Stereotypes, ignorance, and misinformation. They're all still conspiring to create the impression that IT departments are more of an obstruction than an asset to businesses.
As information technology professionals, we all know that IT can be a source of innovation and competitive advantage. We also need the business world to see IT through this lens, but currently there are too many myths skewing public perception of IT. My goal here is to address these myths and try to convey the right way IT should be perceived.
The single biggest myth is that IT is about providing technology. It's not. IT is about providing people with the capabilities they need to do their jobs. Or, externally, it's about enabling people to buy and use your company's products and services. Companies don't have computer problems -- they have business problems.
[Do you relate to these real-life digital business problems? Read 3 Meltdown Moments In Digital Strategy]
If we want to convince the wider business world that IT is actually indispensable to a business, we need to defuse these three myths:
1. BYOD is a mess created by employees
This is false. The bring-your-own-device movement was created by IT. When internal IT departments failed to meet employees' demands for mobile devices and services, they began looking for outside providers. In fact, IT has been dragging this problem around for at least 10 years, when people began bringing BlackBerry phones into the office. From the get-go, employees tried to circumvent IT departments because that seemed faster than waiting for IT to provide mobile services.
We cannot blame employees for IT issues like BYOD, and we cannot be perceived as blaming them. Our job is to stay ahead of technological trends and address their impact on data security and business processes long before they cascade into a problem. BYOD is a problem because IT failed to provide mobile capabilities soon enough.
2. Service catalogues demonstrate good service
No, service catalogues do not guarantee good service, nor do they compensate for years of poor service. When IT departments create service catalogues, they forget that a service "launch" requires some PR. Your end users, whom I prefer to call customers, often have no idea what's in the catalogue, and they don't want to waste time perusing it. Some departments don't understand why they get emails requesting password resets when their users can just go into the catalogue and do it. Sadly, their customers don't know about the option because IT failed to communicate it.
IT is responsible for marketing and selling its own services. As tech companies have discovered, you can't release features and expect adoption -- you have to let everyone know about the capabilities and business value first.
3. Good service metrics = good service
It's a myth that first-contact resolution and high incidence volumes are signs of exceptional service. They can mean just the opposite. First-contact resolution doesn't necessarily mean that the customer was happy with the service or that the solution was effective. But because that metric is often put on a pedestal, IT departments feel pressured to fix a complaint while they have the customer on the phone or IM. Often, that just wastes the person's time. At some departments, IT admins rush customers off the phone to close the ticket within the first call resolution target window. In many cases, IT people need to forget first contact resolution and pass the problem to a specialist (second contact), who can potentially diagnose and solve it in half the time.

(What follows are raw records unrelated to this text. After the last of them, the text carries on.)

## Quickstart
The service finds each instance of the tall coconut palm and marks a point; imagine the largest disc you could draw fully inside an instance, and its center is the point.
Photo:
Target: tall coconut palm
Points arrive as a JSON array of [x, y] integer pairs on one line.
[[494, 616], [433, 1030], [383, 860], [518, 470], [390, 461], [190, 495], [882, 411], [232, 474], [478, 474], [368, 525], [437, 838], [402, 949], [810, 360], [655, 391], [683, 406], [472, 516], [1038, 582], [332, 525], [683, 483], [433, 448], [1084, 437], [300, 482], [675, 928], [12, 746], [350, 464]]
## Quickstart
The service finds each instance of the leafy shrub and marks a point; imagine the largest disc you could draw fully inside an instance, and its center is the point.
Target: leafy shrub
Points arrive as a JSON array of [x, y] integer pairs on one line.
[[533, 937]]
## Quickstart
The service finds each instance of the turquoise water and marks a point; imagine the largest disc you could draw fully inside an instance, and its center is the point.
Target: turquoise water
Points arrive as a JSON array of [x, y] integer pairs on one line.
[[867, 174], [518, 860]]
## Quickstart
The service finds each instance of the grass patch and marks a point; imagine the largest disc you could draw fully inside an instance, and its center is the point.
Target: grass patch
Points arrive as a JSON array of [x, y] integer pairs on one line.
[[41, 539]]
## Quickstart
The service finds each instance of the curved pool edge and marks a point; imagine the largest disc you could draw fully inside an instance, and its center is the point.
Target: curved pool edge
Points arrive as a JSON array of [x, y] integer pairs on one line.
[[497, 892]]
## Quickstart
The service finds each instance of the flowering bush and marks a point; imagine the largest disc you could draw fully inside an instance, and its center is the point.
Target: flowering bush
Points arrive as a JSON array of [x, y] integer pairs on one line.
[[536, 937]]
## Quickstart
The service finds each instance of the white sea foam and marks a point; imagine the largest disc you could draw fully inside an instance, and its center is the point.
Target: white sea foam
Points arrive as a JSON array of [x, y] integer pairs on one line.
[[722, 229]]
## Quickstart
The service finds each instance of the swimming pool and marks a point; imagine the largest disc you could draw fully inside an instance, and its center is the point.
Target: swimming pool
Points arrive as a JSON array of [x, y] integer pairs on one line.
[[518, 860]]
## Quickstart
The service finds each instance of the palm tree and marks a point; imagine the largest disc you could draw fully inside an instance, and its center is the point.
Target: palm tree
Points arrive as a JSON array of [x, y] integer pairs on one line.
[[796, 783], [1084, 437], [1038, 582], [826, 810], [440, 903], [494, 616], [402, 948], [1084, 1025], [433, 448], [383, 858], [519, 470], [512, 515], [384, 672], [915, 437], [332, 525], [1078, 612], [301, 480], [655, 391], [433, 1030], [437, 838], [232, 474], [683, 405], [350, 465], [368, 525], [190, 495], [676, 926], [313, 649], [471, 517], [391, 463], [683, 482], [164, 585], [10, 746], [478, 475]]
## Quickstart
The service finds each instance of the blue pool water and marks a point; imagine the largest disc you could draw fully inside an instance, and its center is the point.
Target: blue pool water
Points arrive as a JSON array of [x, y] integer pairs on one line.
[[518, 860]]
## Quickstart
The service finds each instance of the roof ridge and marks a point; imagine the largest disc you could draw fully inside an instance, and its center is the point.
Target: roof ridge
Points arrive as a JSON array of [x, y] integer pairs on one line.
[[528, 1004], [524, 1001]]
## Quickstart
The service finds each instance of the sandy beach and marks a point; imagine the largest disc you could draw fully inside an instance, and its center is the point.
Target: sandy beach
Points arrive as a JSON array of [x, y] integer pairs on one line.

Similarly, a high or low number of incidents can indicate problems. Are the same problems repeating themselves? Is service so bad that employees ignore the service desk? Stop creating myths about success and failure out of individual metrics. Look at sets of metrics to form narratives about your service. Maybe even ask your customers what they think about the service desk.
Some people believe that corporate IT organizations are as powerful as they were in the 1990s. They're not.
Many have moved from technology innovators to infrastructure administrators. In my opinion, we can reverse that trend by demolishing these IT myths and reminding businesses -- and IT professionals -- that IT provides capabilities, not technology. We are in an age of simplification, best illustrated by the consumerization of business software. People want IT to automate, streamline, or eliminate tedious processes. They want more time to do their jobs. Shadow IT and unmanaged BYOD merely reflect IT's failure to honor these needs.
IT isn't a standalone part of any organization. It's as much a part of the business as marketing or accounting. You provide a service, which means you must research, market, sell, and communicate that service internally. I don't believe IT will go extinct, but we need to overcome our own myths and improve outside perceptions to continue playing a vital role in businesses.